K paused, bent his head, looked down at the floor, then raised his eyes and looked at, through, me. Tears stood in his eyes. His eyes were moist with happiness.

“I felt elevated. I felt I was up there on the slanted old ceiling looking down at myself. I felt I was floating. I felt myself rising even higher to the attic that was or wasn’t there. I felt I was a miniature man walking between the lines of the Torah, sailing horizontally near the slightly raised letters written with gall nut ink.

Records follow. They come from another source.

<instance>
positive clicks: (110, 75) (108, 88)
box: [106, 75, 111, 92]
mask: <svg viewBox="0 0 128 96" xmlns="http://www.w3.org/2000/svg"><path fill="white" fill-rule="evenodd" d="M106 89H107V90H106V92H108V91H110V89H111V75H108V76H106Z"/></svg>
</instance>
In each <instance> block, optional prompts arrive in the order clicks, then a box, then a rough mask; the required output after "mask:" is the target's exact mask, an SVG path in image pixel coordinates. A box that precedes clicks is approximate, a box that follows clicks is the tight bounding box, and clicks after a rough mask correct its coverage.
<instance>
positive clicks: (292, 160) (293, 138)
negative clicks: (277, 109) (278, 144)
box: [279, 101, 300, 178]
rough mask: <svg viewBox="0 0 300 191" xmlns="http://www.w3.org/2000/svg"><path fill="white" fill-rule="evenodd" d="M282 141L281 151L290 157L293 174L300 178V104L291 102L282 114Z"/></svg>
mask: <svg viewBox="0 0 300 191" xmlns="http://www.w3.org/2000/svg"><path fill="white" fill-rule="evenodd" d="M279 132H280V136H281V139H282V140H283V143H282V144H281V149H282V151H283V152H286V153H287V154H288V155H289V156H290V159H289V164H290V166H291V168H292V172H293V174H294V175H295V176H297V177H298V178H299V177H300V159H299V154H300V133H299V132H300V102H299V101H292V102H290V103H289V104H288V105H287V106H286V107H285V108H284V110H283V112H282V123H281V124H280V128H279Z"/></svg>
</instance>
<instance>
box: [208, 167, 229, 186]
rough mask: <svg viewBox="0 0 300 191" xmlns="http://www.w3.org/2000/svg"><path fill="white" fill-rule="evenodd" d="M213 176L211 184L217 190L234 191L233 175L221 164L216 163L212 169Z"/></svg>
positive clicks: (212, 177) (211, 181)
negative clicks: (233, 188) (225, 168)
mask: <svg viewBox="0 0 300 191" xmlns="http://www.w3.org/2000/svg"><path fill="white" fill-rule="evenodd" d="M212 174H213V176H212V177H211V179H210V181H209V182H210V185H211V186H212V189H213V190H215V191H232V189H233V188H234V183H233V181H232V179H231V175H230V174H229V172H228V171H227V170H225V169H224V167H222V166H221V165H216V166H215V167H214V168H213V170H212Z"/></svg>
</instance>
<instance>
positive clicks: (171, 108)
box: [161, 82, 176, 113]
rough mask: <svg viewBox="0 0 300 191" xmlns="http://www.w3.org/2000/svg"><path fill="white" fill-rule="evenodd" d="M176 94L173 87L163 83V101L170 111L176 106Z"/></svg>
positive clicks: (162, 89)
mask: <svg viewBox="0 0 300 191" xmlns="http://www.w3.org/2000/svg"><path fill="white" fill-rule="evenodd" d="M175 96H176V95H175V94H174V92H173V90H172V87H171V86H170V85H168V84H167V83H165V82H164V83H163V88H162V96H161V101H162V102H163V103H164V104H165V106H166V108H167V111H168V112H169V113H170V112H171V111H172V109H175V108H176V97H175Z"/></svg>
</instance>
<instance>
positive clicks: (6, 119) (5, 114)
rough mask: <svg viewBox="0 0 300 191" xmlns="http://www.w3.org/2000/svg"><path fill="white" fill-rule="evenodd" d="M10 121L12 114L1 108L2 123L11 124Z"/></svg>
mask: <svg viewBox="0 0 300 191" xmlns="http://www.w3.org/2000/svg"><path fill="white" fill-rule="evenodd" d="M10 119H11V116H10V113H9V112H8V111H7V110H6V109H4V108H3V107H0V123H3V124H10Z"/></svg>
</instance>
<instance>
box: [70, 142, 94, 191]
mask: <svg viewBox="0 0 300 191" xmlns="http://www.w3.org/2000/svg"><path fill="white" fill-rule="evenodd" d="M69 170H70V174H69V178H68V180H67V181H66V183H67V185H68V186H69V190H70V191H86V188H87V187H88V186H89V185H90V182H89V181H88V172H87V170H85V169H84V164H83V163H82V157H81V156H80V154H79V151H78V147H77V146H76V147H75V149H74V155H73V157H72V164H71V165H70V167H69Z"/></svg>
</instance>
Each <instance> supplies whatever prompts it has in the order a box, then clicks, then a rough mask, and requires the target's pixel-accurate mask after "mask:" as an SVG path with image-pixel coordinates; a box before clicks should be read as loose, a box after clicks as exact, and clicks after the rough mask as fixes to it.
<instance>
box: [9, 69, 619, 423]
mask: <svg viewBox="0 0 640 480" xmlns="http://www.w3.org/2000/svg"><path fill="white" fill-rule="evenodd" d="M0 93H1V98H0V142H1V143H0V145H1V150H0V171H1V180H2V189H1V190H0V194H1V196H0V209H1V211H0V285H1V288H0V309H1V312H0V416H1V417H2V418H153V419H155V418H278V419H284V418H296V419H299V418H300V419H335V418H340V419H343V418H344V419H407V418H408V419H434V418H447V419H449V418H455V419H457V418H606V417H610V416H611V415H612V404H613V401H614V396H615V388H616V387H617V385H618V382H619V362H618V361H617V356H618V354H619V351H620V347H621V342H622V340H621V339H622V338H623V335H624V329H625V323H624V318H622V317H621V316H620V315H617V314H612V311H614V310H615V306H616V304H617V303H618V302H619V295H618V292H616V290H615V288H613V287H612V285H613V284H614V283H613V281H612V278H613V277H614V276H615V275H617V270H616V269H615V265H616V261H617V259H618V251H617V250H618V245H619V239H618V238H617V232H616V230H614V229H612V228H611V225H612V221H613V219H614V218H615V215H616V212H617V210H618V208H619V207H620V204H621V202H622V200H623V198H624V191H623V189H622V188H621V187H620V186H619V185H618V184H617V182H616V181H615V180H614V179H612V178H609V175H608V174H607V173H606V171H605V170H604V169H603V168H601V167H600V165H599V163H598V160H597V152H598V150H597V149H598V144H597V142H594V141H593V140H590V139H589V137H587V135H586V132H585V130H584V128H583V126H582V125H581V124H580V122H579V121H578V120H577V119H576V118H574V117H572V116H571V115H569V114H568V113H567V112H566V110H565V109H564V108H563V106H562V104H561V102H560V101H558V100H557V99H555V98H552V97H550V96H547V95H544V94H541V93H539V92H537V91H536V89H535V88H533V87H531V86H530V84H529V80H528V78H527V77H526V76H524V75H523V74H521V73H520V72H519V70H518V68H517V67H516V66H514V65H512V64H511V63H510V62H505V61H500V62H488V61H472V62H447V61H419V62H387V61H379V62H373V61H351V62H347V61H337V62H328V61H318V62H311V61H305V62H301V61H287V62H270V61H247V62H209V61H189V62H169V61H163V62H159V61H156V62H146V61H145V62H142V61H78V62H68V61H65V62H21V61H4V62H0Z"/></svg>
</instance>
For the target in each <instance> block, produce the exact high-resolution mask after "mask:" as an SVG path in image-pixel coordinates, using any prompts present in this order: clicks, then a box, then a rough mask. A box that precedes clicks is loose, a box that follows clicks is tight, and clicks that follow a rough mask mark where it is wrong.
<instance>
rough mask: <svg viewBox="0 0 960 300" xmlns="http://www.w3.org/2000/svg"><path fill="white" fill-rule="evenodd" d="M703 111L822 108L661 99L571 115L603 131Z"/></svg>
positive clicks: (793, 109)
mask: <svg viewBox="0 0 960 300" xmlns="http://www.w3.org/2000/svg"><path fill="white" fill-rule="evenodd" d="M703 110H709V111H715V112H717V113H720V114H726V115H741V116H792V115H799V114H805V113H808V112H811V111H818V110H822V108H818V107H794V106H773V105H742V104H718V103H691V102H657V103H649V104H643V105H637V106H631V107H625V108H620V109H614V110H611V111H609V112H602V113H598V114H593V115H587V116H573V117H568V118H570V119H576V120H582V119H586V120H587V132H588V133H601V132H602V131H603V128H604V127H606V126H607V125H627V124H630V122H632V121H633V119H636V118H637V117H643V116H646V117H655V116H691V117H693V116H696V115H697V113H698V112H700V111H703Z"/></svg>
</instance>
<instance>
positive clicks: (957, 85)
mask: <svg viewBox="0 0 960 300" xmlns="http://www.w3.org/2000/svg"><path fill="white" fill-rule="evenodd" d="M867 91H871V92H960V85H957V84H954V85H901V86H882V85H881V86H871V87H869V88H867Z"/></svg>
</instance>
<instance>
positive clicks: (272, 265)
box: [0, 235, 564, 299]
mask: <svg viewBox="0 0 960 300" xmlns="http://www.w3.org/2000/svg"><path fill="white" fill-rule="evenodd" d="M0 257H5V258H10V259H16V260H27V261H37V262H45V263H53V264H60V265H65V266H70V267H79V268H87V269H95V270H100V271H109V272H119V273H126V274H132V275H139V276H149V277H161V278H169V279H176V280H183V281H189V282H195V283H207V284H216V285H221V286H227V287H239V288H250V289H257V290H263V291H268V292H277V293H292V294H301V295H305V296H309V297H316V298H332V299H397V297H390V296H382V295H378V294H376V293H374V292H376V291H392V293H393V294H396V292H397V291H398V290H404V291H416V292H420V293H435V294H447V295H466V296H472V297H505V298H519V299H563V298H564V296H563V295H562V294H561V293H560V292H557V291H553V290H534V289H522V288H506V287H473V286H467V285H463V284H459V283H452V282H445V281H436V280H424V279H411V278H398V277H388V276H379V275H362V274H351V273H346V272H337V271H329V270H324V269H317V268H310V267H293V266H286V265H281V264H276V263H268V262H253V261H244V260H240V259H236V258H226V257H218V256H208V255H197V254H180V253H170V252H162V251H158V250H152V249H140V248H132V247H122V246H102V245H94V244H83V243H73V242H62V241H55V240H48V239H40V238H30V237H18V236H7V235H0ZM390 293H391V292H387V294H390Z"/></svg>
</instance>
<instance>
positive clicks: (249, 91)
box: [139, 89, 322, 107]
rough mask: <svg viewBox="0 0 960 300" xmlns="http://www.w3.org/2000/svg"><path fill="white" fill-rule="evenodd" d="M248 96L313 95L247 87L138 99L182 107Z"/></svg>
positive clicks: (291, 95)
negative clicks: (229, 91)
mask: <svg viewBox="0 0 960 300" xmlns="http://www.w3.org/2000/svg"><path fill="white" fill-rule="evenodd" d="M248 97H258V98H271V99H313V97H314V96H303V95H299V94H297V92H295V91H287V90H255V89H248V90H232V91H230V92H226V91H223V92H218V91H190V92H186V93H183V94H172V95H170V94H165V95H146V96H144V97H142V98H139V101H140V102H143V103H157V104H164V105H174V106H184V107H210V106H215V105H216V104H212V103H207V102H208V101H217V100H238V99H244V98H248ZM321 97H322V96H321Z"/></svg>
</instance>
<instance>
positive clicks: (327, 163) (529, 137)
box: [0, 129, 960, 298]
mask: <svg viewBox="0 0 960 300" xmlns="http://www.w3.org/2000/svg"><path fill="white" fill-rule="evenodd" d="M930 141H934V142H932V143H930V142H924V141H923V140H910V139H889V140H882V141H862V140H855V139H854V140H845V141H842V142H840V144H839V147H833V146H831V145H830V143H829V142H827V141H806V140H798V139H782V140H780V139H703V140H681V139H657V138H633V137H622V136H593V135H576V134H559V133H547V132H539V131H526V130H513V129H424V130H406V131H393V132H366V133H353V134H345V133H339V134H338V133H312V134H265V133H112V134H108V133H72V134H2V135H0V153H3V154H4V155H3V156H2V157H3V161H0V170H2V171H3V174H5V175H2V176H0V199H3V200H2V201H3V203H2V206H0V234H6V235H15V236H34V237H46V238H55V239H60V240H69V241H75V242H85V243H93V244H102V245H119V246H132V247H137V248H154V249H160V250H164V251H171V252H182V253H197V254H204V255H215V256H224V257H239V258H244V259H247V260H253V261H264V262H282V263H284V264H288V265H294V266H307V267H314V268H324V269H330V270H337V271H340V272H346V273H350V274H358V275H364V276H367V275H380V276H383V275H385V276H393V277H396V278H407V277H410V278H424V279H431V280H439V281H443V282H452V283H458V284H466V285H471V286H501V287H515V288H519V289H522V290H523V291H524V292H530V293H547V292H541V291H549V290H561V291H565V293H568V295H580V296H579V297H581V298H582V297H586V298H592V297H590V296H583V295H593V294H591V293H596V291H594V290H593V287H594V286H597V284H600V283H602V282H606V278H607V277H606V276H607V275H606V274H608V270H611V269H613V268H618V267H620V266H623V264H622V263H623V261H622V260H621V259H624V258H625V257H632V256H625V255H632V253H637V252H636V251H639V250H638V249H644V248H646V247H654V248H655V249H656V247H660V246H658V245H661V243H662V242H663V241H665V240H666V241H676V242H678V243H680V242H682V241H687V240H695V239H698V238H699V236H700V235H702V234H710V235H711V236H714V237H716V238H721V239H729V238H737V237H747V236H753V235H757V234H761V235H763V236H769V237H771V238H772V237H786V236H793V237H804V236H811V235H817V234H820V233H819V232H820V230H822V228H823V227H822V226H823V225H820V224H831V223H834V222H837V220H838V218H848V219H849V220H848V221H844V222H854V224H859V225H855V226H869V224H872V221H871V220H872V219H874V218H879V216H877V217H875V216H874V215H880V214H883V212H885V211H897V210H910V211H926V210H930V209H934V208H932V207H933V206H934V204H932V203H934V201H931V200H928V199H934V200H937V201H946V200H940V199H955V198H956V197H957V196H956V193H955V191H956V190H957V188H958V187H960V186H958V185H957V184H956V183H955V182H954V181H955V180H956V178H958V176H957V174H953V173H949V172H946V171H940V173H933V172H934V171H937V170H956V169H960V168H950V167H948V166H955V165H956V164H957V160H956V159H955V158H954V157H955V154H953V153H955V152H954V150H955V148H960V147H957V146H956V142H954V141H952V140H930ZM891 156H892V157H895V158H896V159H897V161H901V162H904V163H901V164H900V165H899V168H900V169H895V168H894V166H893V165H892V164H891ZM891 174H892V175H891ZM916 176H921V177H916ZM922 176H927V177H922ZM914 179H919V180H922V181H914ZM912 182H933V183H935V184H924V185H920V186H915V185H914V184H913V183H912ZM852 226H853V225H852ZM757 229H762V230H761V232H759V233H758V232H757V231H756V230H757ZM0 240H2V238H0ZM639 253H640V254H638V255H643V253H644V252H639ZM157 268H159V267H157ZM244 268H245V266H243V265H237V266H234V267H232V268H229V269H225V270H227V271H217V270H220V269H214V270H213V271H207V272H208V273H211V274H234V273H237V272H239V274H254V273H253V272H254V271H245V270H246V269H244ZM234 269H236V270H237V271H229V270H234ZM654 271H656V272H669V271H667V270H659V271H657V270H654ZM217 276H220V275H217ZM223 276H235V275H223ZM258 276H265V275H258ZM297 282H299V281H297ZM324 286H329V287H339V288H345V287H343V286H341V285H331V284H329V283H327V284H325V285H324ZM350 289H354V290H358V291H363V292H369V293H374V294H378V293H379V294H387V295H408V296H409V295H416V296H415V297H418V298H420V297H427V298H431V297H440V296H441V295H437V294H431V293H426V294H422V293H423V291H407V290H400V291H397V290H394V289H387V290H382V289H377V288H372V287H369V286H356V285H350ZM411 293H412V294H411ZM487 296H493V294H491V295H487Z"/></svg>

I felt I was the eyes of the lions that guard the top of the Holy Ark in the small shuls in Prague. New sensations ran through me. Sensations I had never felt before. Or since. I was melody. I was a cluster of notes, triplets, trills. I, who cannot carry a tune. I, of whom Max Brod, who was also a famous composer, said, ‘He can’t tell the difference between Bach and Offenbach,’ I suddenly was able to lift my voice and sing — and my throat did not hurt as it did an hour ago. Nor did any coughs rattle my chest and take my breath away. And I sang the verse from the Psalms, ‘God has tormented me but did not give me over to death.’ Days earlier, as I died slowly, a different verse from the Psalms flashed before me, ‘The bonds of death surround me. I have only trouble and grief.’ Every day I watched myself die. But now that the thrum of electricity was like a flood of lifeblood in me, other verses from the Psalms rose before my eyes: ‘I shall not die but live,’ and ‘You rescued my soul from death…I shall go before the Lord in the Land of the Living.’